Most of us have made decisions at some stage that we deeply regret. We have done things which, if we had to do them again, we would make different choices. Perhaps words we have said that have hurt others deeply. What follows is often a feeling of guilt, shame, remorse and failure.
That’s exactly where we find Peter here in John 21. Peter has always been one of my favourite characters in the Bible because he’s so passionate, brash and impulsive. Before Jesus was arrested, He predicted that all the disciples will soon desert him. Peter basically looked at the rest of them and said with great machismo, “Jesus, all these others might desert you, but not me. I’m the rock don’t forget. I’m made of tougher stuff than this lot.” Jesus looked him in the eye and predicted, “Peter, before the rooster crows you will disown me three times.”
We know what happened as Jesus was being led out to be crucified. Three times Peter is asked, “Aren’t you one of his friends, I’ve seen you with that Jesus.” And with curses and oaths, Peter swears he doesn’t even know Jesus. Then the rooster crowed and Jesus looked at Peter. At that moment Peter suddenly remembered what Jesus had said to him and we read: “…he broke down and wept bitterly.” (Mk 14: 72)
At the time when he was needed most by Jesus, Peter had totally failed Him. For all his tough talk, when it came to the crunch he had crumbled. He had failed many times before, but they were nothing in comparison to this failure. Peter had done that which he never imagined he could or would do.
Have you ever been there? I’m not talking about the normal mistakes and failures we all make - saying the wrong thing, being late for an important meeting, not passing a test. I’m talking about a failure which has had massive consequences. A failure which may define you for the rest of your life. A failure which if you could do anything, you would change it.
In John 21 it’s about a week after the resurrection and the disciples have returned from Jerusalem to Galilee. Peter says, “I’m going out to fish.” Fishing for Peter isn’t just a hobby, a way to pass a lazy afternoon. It was his former career that he gave up just over 3 years ago. In other words, he’s going back to doing that which he was doing before Jesus called him. He’s going backwards.
As far as he is concerned, he’s finished as a follower of Jesus.

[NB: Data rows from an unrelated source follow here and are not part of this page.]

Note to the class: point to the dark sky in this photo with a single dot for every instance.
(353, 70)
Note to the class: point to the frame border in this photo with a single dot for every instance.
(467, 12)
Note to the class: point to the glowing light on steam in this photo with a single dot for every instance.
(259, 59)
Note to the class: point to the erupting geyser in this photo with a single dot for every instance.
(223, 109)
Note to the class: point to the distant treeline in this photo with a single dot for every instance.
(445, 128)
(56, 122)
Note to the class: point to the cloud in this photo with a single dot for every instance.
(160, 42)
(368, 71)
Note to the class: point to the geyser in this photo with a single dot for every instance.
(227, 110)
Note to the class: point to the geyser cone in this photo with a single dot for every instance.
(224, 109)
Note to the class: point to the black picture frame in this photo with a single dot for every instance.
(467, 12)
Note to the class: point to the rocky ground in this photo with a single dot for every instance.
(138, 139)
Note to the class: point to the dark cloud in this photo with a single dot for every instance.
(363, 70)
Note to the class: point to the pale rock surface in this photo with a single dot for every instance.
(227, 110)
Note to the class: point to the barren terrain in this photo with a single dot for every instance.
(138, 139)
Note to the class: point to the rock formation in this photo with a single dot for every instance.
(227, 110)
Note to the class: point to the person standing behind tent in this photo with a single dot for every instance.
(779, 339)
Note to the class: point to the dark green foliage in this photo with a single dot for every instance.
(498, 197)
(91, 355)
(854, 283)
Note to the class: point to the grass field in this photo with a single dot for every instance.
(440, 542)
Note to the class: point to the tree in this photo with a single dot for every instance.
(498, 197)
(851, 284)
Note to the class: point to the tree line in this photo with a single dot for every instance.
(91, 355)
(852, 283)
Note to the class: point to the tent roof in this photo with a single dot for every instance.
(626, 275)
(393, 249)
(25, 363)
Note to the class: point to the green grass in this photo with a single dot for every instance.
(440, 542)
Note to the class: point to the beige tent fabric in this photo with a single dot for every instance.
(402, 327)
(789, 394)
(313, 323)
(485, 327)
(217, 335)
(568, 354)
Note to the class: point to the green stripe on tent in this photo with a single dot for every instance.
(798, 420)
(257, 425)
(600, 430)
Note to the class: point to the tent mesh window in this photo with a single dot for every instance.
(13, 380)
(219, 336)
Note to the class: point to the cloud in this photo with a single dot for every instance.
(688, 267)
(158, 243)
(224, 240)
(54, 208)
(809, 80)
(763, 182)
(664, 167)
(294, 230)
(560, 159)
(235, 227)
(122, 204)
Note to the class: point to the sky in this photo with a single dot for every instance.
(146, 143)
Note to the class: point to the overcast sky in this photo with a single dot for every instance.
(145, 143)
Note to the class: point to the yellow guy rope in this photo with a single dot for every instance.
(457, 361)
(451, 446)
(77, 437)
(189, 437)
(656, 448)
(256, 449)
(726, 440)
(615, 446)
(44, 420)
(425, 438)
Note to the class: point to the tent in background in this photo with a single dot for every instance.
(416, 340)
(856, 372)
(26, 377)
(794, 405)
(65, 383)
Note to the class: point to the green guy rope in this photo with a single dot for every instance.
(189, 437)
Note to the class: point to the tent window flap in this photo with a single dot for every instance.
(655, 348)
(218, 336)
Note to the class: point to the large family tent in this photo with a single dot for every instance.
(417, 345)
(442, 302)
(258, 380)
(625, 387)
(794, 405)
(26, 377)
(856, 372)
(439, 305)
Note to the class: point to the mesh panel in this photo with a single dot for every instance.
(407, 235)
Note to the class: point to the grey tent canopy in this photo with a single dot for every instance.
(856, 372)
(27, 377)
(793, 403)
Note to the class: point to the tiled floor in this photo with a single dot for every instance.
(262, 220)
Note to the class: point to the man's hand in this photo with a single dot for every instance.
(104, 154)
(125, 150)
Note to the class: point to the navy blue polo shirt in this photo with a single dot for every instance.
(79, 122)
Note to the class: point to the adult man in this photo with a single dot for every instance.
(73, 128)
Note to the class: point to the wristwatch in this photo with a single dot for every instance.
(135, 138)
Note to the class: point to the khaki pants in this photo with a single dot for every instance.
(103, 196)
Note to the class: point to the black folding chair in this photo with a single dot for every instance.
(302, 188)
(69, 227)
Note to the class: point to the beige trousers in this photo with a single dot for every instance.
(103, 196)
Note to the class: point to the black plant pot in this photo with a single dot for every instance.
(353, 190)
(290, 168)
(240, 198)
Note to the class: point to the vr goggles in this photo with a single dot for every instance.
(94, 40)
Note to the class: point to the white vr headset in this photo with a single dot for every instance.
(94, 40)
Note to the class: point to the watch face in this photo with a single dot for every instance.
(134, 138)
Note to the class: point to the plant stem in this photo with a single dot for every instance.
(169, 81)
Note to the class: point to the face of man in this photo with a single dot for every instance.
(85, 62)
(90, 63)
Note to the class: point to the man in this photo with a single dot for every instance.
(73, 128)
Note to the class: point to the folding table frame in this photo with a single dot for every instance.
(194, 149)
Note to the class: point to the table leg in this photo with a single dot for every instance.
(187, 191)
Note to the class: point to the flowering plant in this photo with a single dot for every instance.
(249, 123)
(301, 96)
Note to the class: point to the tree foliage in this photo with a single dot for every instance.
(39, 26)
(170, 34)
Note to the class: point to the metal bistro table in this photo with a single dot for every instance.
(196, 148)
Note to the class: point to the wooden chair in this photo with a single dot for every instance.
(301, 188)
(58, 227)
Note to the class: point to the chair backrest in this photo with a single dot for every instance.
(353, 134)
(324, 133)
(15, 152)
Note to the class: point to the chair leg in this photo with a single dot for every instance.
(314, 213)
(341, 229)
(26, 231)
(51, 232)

After such a spectacular failure, what would Jesus ever want with him? He’d tried fishing for men, and that hadn’t worked out, so he may as well go back to fishing for fish. He’s a broken man. In his mind his failure had disqualified him from following Jesus. At least he knew he could fish, he was good at that. Plus he couldn’t do too much damage in the boat. However look at the end of verse 3:
“So they went out and got into the boat, but that night they caught nothing.”
All night working and they hadn’t caught a single fish. There’s nothing worse than failing at something that you’re meant to be good at.
Why did he catch nothing? Were the fish hiding? I don’t think so. When you are trying to live outside of what God has called you to do, there’s no favour upon it. When you are trying to live life your own way, doing what you want and not what God wants, you will not get very far. You’ll be miserable.
It made perfect sense to Peter to go back to fishing. But that was his old life. That was his past. Jesus had called him, and there’s nowhere I read that Jesus had told him that he could resign and go back to his old career.
When you become a follower of Jesus, you might try to go back to the old life you had before Christ, the life which seemed so much fun back then – but you’ll find no joy there anymore. You’ll do the same things but they won’t satisfy. You’ll just find frustration and more misery.
As we’ll see tomorrow, Jesus was far from finished with Peter. And He is far from finished with you.
No matter what your past has been, He can forgive you and transform you. Even if your failure is so great that you struggle to forgive yourself. God loves to take the broken and shine His glory through them. Jesus’ grace is greater than your failure, His blood washes away ALL your shame and guilt.